CEOs: Tom Barton, Todd Ford
New Funding: $22 million
Round: n/a
Backers: Columbia Capital, CBC-Capital
IntelliBatt's roots go all the way back to 1992, when it was Data Power Monitoring Corp. and focused on UPS and battery monitoring -- and it still focuses on those markets today. Along with the $22 million investment, IntelliBatt in late July confirmed new senior management. Tom Barton, former Rackable Systems CEO, became its chief executive officer, and Todd Ford, formerly president at Rackable, became co-CEO and COO.
Meteor Development Group
HQ: San Francisco
CEO: Geoff Schmidt, Matt DeBergalis, Nick Martin (Meteor co-authors)

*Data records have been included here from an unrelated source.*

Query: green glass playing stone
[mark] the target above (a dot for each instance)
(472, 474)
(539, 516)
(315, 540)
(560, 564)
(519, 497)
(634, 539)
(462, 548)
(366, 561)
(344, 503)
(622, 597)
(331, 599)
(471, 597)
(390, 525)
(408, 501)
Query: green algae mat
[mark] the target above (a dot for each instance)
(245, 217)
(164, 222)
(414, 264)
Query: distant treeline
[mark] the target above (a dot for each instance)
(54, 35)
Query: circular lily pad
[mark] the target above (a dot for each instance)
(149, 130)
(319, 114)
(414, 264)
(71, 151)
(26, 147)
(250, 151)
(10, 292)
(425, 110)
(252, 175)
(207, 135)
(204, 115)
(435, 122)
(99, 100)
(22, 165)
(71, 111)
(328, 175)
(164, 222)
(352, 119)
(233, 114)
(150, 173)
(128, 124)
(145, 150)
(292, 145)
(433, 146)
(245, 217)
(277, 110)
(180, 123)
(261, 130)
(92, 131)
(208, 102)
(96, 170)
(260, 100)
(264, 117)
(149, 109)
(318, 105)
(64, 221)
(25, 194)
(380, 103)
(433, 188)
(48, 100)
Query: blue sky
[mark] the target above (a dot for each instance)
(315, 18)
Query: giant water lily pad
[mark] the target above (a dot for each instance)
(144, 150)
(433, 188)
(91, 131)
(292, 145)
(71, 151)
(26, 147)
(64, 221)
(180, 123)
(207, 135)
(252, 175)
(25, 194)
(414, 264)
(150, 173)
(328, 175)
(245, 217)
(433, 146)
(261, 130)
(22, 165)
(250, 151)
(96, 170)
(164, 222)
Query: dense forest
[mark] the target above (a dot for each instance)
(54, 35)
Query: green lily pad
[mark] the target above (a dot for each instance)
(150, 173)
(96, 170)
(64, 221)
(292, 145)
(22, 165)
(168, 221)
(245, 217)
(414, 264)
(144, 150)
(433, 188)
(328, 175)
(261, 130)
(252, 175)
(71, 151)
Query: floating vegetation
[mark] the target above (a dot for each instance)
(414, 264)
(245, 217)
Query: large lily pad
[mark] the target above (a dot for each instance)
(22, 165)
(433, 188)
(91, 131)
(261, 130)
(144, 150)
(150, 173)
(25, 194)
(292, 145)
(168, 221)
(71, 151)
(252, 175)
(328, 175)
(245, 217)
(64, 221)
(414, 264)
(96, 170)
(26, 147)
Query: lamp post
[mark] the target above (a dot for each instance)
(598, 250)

New Funding: $11.2 million
Round: A
Backers: Andreessen Horowitz, Matrix Partners, others
Meteor, with its Series A round of funding, has a formidable list of advisers and directors on board, including Spring Framework creator and former VMware executive Rod Johnson (left). Meteor's open-source software applications run from a user's computer or mobile device to retrieve needed data from cloud services -- something Meteor's backers maintain offers users a cleaner, faster experience than the running of applications on far away servers.
Openbucks
HQ: Santa Clara, Calif.
CEO: Marc Rochman
New Funding: $4.8 million
Round: A
Backers: Former Yahoo executives Jerry Yang, Terry Semel, Greycroft Partners, BV Capital, Clearstone Ventures, Morado Ventures, Novel TMT Ventures, Inspiration Ventures, CrunchFund, SV Angel, TiE Angels
Openbucks has made some noise lately behind its Openbucks Gift Card Payment Network, which allows users who don't use credit or debit cards -- or who want to keep their financial information private -- to make transactions online using gift cards from major retailers like CVS, Burger King and Shell. Ex-Yahoo Yang stated, "Openbucks stands at the forefront of the future of online payments as it provides a simple solution to the twenty-five percent of U.S. households and most U.S. teens who have no or very limited access to credit cards along with the many consumers that are leery of providing their financial information online."
Zebit
HQ: San Diego
CEO: Michael Thiemann
New Funding: $25 million
Round: D
Backers: Mohr Davidow, Crosslink Capital, Leapfrog Ventures, QED Investors, others
Microlending platform Zebit's funding round actually happened at the beginning of the summer, but the buzz on the company -- which describes itself as "the first end-to-end big data platform-as-a-service provider in the financial space" -- has been strong enough to hold industry attention for the last few months. Zebit's platform essentially offers online retailers and other transacting companies the ability to prove credit to customers who can't otherwise obtain it, using analytics to identify responsible customers and manage risk. The company said it's completed well over 1 million transactions.